The borrow market, however, offers no amplifier for that conviction. Availability is wide at 374% — roughly three-and-a-half shares available for every one already borrowed — and cost to borrow is a negligible 0.50%, up 21% on the week but still barely above zero in absolute terms. Bears can add freely at almost no carry cost. There is no mechanical squeeze pressure. The short build looks deliberate and unhurried, not a desperate scramble in a constrained pool.
Options positioning flatly contradicts the short story. The put/call ratio has collapsed to 0.60, more than two standard deviations below its 20-day average of 0.87 — the most call-heavy reading in the past year. Six weeks ago, the ratio was above 1.05, reflecting heavy put demand as the stock was falling. That defensive posture has unwound completely. Options traders appear to be positioning for upside into the July 30 print, even as short sellers rebuild aggressively on the other side.

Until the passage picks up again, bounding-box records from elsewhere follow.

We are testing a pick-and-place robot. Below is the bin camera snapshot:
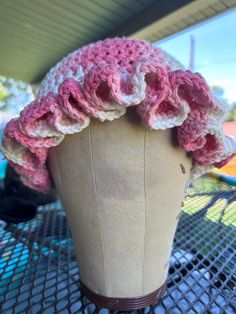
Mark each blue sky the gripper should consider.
[157,9,236,102]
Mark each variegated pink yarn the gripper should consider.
[3,38,236,191]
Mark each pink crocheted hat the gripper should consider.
[2,38,236,191]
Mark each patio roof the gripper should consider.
[0,0,236,83]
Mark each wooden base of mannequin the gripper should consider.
[80,282,166,311]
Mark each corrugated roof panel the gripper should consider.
[0,0,236,82]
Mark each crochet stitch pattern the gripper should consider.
[2,38,236,191]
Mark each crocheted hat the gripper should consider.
[2,38,236,191]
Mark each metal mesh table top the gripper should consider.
[0,176,236,314]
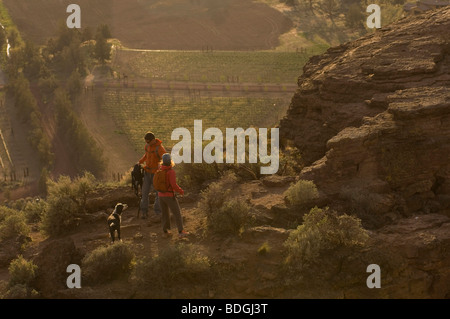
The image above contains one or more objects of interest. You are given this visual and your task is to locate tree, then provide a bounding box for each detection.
[345,3,364,29]
[97,24,112,39]
[320,0,341,24]
[94,33,111,64]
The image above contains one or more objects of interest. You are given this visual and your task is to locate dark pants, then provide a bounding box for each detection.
[159,196,183,232]
[141,172,161,217]
[109,227,120,242]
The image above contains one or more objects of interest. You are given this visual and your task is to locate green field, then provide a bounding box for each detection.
[113,45,327,84]
[102,90,290,152]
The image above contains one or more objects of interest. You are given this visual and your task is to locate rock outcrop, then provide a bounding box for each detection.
[280,7,450,227]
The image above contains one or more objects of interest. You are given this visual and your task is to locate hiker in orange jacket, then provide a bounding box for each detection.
[158,153,189,238]
[139,132,166,219]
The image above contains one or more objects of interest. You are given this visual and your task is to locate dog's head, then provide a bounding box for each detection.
[114,203,128,215]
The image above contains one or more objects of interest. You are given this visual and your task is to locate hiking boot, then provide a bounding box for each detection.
[178,230,189,238]
[151,215,161,223]
[162,231,172,238]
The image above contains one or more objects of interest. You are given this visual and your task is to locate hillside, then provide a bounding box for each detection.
[3,0,292,50]
[0,4,450,299]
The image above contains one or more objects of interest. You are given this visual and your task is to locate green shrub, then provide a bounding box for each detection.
[8,255,37,287]
[207,198,252,235]
[258,242,270,255]
[285,180,319,206]
[198,171,238,216]
[0,212,30,240]
[0,206,19,223]
[284,207,368,268]
[278,147,303,176]
[136,244,212,290]
[175,163,225,188]
[41,173,97,236]
[81,242,135,284]
[3,284,39,299]
[198,171,252,235]
[23,199,47,223]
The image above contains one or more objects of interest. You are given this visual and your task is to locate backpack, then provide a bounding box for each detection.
[153,168,170,193]
[131,164,144,196]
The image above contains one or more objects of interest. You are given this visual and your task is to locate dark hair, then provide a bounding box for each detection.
[144,132,155,141]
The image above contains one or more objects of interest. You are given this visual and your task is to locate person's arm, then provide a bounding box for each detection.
[169,169,184,195]
[139,152,147,164]
[158,144,167,159]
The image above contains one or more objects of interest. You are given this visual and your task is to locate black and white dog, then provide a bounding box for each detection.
[107,203,128,243]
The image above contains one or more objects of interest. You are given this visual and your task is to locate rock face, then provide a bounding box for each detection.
[280,7,450,226]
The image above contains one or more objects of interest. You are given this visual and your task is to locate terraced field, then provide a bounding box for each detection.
[113,46,327,84]
[102,90,290,152]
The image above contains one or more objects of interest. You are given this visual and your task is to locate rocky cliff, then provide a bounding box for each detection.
[280,7,450,228]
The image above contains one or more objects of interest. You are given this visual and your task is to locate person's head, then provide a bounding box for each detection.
[162,153,175,166]
[114,203,124,215]
[144,132,155,143]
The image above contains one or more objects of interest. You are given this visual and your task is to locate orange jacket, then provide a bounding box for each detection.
[158,165,184,197]
[139,138,166,174]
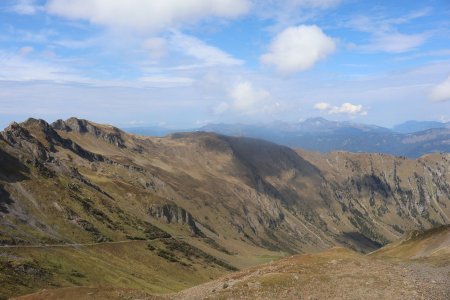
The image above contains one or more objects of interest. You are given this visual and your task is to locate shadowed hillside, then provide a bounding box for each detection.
[0,118,450,296]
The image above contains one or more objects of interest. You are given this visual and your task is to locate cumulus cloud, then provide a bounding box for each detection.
[170,32,244,66]
[430,76,450,102]
[46,0,250,31]
[314,102,367,116]
[261,25,336,74]
[230,82,270,114]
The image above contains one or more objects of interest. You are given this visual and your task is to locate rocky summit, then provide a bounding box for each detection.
[0,118,450,299]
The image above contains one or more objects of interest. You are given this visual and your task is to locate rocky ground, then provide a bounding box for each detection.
[173,248,450,299]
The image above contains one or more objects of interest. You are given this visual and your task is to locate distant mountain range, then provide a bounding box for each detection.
[127,118,450,158]
[392,121,450,133]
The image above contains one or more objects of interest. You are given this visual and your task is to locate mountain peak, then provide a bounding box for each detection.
[51,117,125,148]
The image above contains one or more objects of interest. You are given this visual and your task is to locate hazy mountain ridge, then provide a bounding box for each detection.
[126,118,450,158]
[0,118,450,298]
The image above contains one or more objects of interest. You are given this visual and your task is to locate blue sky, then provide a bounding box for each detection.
[0,0,450,128]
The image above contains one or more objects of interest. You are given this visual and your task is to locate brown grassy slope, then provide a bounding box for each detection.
[0,119,450,298]
[173,226,450,300]
[371,225,450,265]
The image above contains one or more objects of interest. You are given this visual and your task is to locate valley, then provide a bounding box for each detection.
[0,118,450,299]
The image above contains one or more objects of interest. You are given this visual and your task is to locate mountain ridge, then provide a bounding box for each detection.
[0,119,450,298]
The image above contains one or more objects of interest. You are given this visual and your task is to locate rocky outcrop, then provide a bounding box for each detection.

The Street backdrop supports a cautiously constructive read, though analyst data here carries a lag. Wedbush has been the most active voice, raising its Outperform target twice in rapid succession around the April earnings beat — first from $28 to $80, then to $93. B. Riley holds at Neutral with a $21 target, a significant divergence that reflects genuine disagreement about the company's near-term revenue trajectory. The bull case centres on record InP substrate backlog and expanding capacity for data-centre optical interconnects. The bear case flags rising operating costs, raw material headwinds, and execution risk around export permits and the proposed China STAR Market IPO. Valuation is stretched on most measures — the trailing PE is above 135 and EV/EBITDA near 100 — though both have compressed sharply over the past 30 days as the stock retraced from its June highs above $115. EPS momentum scores are exceptional, ranking in the 86th and 100th percentiles on 30-day and 90-day windows respectively, which explains why Wedbush has stuck with its bullish stance despite the multiple compression.
Insider activity adds a complicating layer. Lead Independent Director Jesse Chen sold heavily through early-to-mid June — 13 separate transactions totalling more than 56,000 shares between June 2 and June 15, at prices ranging from $87 to $115. Director David Chang also sold 8,333 shares on June 15 at around $111. The stock now trades at $57.57, roughly half the price at which those insiders were selling. The 90-day net insider figure is technically positive at $29 million, but that reflects earlier buying activity; the most recent cluster was uniformly directional: out. That selling at the top, noted in last week's article as a $21 million event, has since grown in scale and reinforces the picture of insiders who saw the valuation as full long before the market agreed.
Among correlated peers, TSEM stands out this week, up 20.6% — the strongest move in the group and a reminder that the semiconductor materials space can move sharply on discrete demand signals. SMTC added nearly 12%. AXTI itself managed just a 14% single-day bounce on July 14 but is essentially flat on the week, suggesting the rebound has not yet resolved the broader downtrend from June.
With earnings confirmed for July 30 after market close, the next two weeks will be defined less by whether InP demand is real — the backlog data and Wedbush's conviction suggest it is — and more by whether the company can demonstrate revenue conversion against the capacity and licensing constraints the bears are pricing in.